Kedua, saya menemukan sisi lain dari kisah dalam buku ini. Sisi yang barangkali hanya menjadi "sampingan" saja dalam cerita-cerita bertema konflik Aceh. Petunjuknya ada di judul novel ini. Istilah "orang tak dikenal" atau OTK memang sangat akrab di telinga orang Aceh saat masih konflik. Kejadian-kejadian tanpa pertanggungjawaban dari pihak-pihak yang berkonflik (GAM-RI) selalu ditujukan kepada OTK ini. Pertanyaan yang selalu mengusik ruang sehat dan kewarasan kita adalah, "Siapa OTK itu?"
Dalam novel ini--meskipun kita tahu ini hanyalah kisah fiksi yang tidak bisa ditelan mentah-mentah sebagai sebuah kebenaran--pembaca mendapat gambaran tentang OTK, bagaimana mereka menjadi OTK, untuk siapa mereka bekerja, apa motivasinya, apa yang mereka kerjakan, bagaimana mereka bekerja, dan ke mana uang yang mereka dapatkan sebagai OTK itu dihabiskan. Tidak mengejutkan jika ada dalang di belakang para OTK ini. Setiap dalang memiliki OTK-nya masing-masing. Mereka dipelihara dan difasilitasi. Setiap OTK memiliki target masing-masing dan di lain waktu mereka sendiri yang menjadi target (untuk dihabisi). Sialnya, korban para OTK ini tak pernah mendapat peradilan dunia. Siapa pula yang mau repot-repot mengurai benang kusut untuk membuka kedok atau identitas OTK?
Potongan demi potongan dalam cerita ini membuat saya memutar ulang berbagai memori masa lalu konflik Aceh. Gedung-gedung sekolah dan rumah warga yang dibakar, orang-orang tak bersalah yang diculik dan dibunuh dengan keji, perampokan, berbagai peristiwa kontak senjata, termasuk kisah-kisah berangta yang membumbui sederet peristiwa tersebut, seperti lakon sebuah film. Sebuah film, tentu ada skenario dan sutradaranya 'kan? Bedanya, jika dalam novel ada konklusinya, maka di kehidupan nyata semuanya serba di awang-awang. Sebuah lakon yang menguatkan pemeo "perangnya ecek-ecek, matinya beneran".
Entah mengapa, nama-nama tokoh dalam novel ini, seperti Ampon Mustafa, Tuan Yusuf, Tu Sem, berikut tempat tinggal mereka yang disebut sebagai istana, membuat pikiran saya menjadi liar dan mengait-ngaitkannya dengan beberapa nama dan kejadian di dunia nyata. Merekalah sutradaranya. Seseorang (geng) yang sangat dekat dengan kita, berjubah sebagai pelindung atau pemberi rasa aman, tapi ternyata lintah yang tega mengisap darah bangsanya sendiri.

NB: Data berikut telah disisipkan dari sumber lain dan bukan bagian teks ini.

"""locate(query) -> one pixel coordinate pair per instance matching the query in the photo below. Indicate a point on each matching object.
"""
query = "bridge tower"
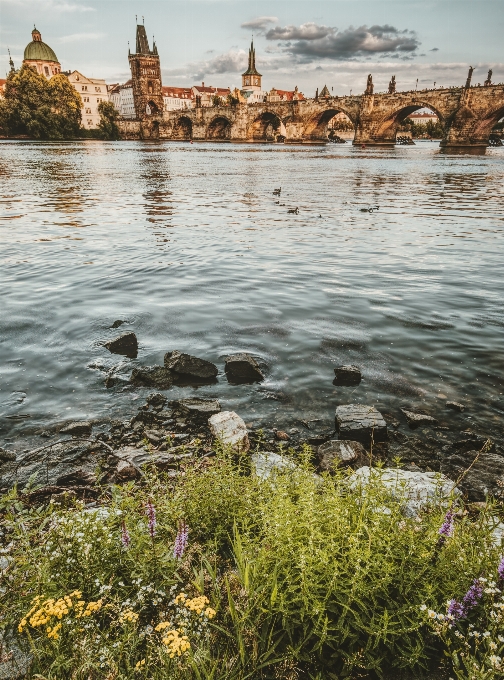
(146, 77)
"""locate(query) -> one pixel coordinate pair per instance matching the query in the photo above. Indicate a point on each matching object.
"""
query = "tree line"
(38, 108)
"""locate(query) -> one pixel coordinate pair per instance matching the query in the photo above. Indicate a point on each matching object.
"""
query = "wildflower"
(151, 514)
(181, 540)
(500, 569)
(125, 537)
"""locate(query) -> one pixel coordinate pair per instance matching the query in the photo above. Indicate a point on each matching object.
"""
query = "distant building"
(41, 57)
(122, 98)
(92, 91)
(177, 98)
(207, 94)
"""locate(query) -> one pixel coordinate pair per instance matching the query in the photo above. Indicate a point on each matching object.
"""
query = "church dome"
(39, 51)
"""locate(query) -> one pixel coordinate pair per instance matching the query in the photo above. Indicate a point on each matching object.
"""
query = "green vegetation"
(295, 576)
(39, 108)
(108, 128)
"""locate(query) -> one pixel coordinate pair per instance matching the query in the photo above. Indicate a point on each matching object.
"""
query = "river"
(187, 245)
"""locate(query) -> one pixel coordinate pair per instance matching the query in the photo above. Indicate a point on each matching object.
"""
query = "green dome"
(39, 51)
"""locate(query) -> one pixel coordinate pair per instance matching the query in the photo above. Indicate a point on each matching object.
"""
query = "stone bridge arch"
(316, 127)
(268, 126)
(182, 128)
(386, 127)
(219, 128)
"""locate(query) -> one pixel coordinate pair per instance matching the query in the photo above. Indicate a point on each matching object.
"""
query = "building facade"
(146, 77)
(92, 92)
(41, 57)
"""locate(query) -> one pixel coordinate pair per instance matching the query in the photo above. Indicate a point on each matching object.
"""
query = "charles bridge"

Kisah dalam buku ini seolah menegaskan kembali, dalam kondisi sesempit apa pun, selalu ada orang yang mengambil keuntungan, ada orang yang dijadikan tumbal dan dibodohkan sehingga mudah dicucuk hidungnya, dan banyak yang menjadi pion tanpa sadar karena terbuai dengan sedikit sanjung puja semacam label "pejuang" atau "pembela tanah air".[]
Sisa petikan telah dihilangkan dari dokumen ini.